Bir kitabın son sayfası doğrusu

Okumayı en sevdiğim oldum olası, –

Erkeğe ne olmuşsa olmuş, ne olmuşsa olmuş kadına

Seneler geçmiş aradan – manasız artık acıması

Ve üstelik yazarın kendisi bile 

Unutmuş gibidir hikâyenin başlangıcını.

O eşsiz kitapta dendiği gibi hani:

“Saçları ağarmış sonsuzluğun bile”

Ve bitecek her şey, her şey bitecek az sonra, 

Ve yapayalnız kalacak yazarımız yine,

Ama hâlâ zeki görünmeye, iğnelemeye birilerini hâlâ

Didinmesi ne hazin –tanrı onu affetsin!–

Mesela şöyle tumturaklı bir final uydurarak: 

… Ve o kentte (ki adı kuşkusuz belirsiz)

Yekdiğerinin tıpkısı bir profil kalmıştır 

duvarlarında iki evin (kar beyazı kirece çizilmiş)

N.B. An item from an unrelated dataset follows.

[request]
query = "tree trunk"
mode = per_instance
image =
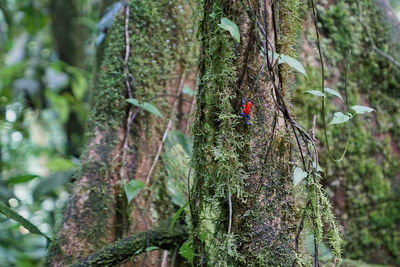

Ne bir kadına, ne bir erkeğe ait olan

Gizemli bir desen sadece.

Ve derler ki Orta Asya’ya has o yeşil,

o alçacık Ay’ın ışığı

Gezinirken duvarlarda gece yarısı,

Hele ki yıl başıysa gecelerden,

Belirsiz bir ses çalınırmış kulaklara,

Üstelik kimileri ağlama sesi derken buna,

Kimileri seçtiği iddiasındaymış bazı sözleri. 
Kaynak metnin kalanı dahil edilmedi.